The sky is falling! The sky is falling! That’s the word this week on the Cal message boards as alums — mostly younger ones, I’m sure — have had the kind of hysterical reaction to the Cal football team’s two losses that you’d expect from supporters of the schools known as football factories.
Let’s put this in perspective:
» FACT NO. 1: Cal is two botched plays from a perfect season.
Against Oregon State, the Bears played a redshirt freshman at quarterback, Kevin Riley, who had never started a game and, in fact, had hardly played. Riley played well after a shaky first quarter and had driven the Bears downfield to be in position to either tie the game or win it. Then, he had brain lock, understandable for a 19-year-old who had never been in this situation.

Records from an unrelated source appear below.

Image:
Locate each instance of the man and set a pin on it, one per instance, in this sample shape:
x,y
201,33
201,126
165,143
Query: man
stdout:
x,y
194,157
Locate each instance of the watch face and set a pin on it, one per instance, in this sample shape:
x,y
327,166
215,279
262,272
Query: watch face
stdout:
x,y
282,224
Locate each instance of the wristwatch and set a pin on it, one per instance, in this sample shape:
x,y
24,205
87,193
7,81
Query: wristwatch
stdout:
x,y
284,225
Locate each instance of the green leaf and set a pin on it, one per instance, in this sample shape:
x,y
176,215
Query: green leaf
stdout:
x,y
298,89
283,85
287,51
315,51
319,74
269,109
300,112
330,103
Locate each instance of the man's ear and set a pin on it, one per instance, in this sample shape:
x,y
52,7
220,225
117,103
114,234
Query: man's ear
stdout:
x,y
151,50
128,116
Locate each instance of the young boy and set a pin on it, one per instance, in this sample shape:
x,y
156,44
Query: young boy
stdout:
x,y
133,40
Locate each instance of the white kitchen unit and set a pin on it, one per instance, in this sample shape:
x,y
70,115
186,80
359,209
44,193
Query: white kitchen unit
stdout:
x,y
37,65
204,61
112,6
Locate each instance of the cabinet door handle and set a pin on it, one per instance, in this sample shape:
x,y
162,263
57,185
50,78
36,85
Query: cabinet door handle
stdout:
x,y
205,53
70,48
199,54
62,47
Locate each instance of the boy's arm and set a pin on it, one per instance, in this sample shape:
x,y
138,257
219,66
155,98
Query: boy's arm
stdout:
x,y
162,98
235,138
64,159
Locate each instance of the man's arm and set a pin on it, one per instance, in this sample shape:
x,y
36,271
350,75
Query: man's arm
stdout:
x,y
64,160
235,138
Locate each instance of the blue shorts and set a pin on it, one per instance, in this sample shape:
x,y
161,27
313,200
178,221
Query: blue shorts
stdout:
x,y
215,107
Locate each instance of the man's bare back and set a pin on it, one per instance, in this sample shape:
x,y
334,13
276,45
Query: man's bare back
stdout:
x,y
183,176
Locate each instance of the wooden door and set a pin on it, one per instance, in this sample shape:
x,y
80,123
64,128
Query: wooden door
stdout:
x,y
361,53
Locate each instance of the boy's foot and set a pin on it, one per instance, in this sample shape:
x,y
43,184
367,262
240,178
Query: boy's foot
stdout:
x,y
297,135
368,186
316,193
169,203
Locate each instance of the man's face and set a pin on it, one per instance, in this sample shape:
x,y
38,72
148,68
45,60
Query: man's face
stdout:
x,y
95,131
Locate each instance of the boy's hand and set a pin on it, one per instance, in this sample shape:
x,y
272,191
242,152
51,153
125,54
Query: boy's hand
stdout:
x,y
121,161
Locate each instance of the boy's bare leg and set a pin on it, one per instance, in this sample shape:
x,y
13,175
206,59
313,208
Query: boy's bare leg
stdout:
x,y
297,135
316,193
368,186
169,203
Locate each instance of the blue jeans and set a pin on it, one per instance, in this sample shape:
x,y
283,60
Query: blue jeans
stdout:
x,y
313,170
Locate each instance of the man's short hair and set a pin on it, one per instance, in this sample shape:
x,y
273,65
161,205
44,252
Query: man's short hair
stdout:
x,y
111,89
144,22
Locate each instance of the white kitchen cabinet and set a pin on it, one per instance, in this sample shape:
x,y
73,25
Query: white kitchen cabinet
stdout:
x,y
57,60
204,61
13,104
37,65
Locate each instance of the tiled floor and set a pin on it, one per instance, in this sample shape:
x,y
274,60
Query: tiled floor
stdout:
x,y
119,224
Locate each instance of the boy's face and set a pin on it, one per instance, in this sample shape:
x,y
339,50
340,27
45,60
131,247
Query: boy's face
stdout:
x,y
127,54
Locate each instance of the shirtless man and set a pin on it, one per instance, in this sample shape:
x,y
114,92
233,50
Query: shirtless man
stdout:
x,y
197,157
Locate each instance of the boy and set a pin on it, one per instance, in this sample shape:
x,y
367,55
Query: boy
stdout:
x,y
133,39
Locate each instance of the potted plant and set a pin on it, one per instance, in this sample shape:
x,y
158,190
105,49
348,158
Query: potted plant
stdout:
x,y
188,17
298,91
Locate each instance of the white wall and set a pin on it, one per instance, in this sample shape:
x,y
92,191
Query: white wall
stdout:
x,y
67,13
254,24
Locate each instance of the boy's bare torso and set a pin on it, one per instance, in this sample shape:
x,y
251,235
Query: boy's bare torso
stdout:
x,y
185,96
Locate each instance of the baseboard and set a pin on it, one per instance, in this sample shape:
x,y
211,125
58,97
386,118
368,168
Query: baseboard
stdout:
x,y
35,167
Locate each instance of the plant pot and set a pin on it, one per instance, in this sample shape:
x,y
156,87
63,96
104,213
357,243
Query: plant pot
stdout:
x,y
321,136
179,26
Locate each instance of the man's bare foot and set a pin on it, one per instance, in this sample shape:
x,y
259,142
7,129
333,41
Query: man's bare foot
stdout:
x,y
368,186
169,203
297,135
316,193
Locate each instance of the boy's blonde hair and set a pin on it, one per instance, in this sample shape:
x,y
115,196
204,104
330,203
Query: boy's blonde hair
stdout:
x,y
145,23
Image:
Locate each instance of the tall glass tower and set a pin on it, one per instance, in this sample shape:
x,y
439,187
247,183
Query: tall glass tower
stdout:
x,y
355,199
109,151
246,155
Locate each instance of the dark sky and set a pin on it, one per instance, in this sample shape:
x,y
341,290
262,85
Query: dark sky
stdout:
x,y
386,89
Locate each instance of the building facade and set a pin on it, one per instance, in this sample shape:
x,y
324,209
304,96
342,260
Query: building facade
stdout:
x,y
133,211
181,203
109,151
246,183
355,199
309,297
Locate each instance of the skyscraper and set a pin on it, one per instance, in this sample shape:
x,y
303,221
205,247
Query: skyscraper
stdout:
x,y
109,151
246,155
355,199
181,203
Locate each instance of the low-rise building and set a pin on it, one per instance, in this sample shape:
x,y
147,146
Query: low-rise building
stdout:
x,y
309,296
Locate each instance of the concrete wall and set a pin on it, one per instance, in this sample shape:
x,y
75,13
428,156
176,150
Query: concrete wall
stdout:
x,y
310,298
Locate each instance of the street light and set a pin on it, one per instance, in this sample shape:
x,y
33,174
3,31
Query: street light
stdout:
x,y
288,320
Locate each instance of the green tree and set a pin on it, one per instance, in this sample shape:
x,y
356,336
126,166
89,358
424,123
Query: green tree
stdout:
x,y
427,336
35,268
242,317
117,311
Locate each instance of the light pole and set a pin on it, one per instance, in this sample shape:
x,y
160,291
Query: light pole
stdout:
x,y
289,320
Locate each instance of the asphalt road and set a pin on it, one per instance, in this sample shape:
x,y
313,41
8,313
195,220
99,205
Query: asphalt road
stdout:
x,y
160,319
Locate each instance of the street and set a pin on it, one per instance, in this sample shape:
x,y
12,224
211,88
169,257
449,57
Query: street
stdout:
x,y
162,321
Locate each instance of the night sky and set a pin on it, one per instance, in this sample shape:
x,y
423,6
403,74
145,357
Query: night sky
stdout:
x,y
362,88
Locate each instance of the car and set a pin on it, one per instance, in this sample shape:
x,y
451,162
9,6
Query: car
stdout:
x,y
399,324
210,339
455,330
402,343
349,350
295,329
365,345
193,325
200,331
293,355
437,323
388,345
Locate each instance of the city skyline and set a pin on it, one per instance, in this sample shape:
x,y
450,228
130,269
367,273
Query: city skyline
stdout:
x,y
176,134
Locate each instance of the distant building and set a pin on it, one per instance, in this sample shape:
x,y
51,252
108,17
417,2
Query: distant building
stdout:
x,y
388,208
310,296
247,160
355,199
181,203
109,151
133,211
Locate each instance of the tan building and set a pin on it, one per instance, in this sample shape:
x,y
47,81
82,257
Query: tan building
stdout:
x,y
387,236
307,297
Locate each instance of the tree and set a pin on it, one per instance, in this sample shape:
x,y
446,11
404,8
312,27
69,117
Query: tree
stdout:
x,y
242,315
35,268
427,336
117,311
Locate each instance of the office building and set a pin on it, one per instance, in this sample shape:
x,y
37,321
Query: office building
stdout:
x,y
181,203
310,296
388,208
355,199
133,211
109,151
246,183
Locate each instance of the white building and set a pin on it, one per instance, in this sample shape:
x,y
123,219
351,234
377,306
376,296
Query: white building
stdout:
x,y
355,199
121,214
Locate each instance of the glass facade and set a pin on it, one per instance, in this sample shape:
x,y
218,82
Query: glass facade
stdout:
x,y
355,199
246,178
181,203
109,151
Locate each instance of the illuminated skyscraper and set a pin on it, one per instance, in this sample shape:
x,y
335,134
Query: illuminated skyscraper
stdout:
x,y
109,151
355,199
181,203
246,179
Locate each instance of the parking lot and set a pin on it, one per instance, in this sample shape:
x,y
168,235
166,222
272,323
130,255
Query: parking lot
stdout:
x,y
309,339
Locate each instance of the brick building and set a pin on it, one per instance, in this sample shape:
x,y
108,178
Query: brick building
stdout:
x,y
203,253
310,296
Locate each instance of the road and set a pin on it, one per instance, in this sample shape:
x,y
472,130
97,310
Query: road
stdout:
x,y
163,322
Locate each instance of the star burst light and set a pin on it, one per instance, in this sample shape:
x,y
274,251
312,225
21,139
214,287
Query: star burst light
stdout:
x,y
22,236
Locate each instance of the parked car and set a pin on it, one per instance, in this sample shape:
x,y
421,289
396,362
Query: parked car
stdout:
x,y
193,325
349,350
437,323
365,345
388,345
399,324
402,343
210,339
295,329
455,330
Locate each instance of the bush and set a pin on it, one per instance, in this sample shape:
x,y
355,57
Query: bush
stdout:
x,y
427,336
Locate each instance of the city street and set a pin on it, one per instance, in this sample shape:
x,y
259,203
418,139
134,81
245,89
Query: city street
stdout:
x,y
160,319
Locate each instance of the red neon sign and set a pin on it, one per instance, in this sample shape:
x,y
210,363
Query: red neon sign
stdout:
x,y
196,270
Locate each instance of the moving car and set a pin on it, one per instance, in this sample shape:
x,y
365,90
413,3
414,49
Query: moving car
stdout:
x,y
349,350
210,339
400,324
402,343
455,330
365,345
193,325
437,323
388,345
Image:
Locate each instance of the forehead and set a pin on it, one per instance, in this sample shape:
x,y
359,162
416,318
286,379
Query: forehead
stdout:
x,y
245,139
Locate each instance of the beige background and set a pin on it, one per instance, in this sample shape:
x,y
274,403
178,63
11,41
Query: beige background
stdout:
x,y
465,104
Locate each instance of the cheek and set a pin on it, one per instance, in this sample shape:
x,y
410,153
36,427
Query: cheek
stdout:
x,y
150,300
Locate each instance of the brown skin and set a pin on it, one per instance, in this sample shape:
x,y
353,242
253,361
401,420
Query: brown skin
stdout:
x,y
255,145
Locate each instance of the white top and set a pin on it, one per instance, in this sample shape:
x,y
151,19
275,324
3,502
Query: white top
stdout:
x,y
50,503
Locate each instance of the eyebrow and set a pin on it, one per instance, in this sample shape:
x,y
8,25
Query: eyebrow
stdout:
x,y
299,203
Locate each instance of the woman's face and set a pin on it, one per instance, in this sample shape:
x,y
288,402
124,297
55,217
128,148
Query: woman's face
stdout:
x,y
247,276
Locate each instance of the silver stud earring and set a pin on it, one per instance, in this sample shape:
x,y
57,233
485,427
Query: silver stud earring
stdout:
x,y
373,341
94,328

Instead of throwing the ball away to stop the clock, he tried to run and, when stopped, ran to the sideline with the ball as time elapsed.
Against UCLA, the Bears were trying to position themselves for a field goal to win the game when Nate Longshore threw an interception that was returned for a touchdown.
That’s hardly a program meltdown.
» FACT NO. 2: Jeff Tedford is the most successful Cal coach since the early Pappy Waldorf years, when the Bears went to the Rose Bowl three straight years — 1948-50. Waldorf’s last winning season was 1952, exactly half a century before Tedford’s first season at Cal.
Two more wins this season will give Tedford his sixth straight winning season, equalling Waldorf’s 1947-52 run. His teams have been to four straight bowl games. Since Waldorf, only two Cal coaches — Bruce Snyder (29-24) and Mike White (35-30) finished with winning career records. Tedford is 48-22, and his .686 winning percentage is superior to Waldorf’s .670.
» FACT. NO. 3: Since Tedford has been at Cal, the graduation rate of football players, which had been below 50 percent, has risen dramatically. Of the 20 players he recruited for his first class, 16 have graduated, an 80 percent rate. The NCAA tracking system, which measures progress to graduation, has every player on track to graduate; the eventual graduation rate almost certainly won’t be 100 percent, but it will be high. This is no accident.
Tedford and his assistants closely monitor their players’ academic progress.
That last fact may be the most significant because it shows that Tedford has been successful without sacrificing academics, as so many top-10 schools do.
Much of the criticism of Tedford has come from younger alums who don’t realize — or don’t want to — how Tedford has transformed the negative atmosphere around Cal football.
And some of the criticism is just plain silly. The most prevailing, for instance, is that he “plays not to lose.” Really? Instead of going for a game-tying field goal against Oregon State, he was trying to get a touchdown to win the game on that botched play. Against UCLA, the Bears threw 34 passes and ran the ball 30 times. They passed 17 times on first down, ran only 10. Longshore was throwing to try to get a first down when he was intercepted.
Cal is very lucky to have Tedford. The younger alums need to realize that and quit their whining — or transfer their allegiance to a Florida school if winning is the only thing that matters to them.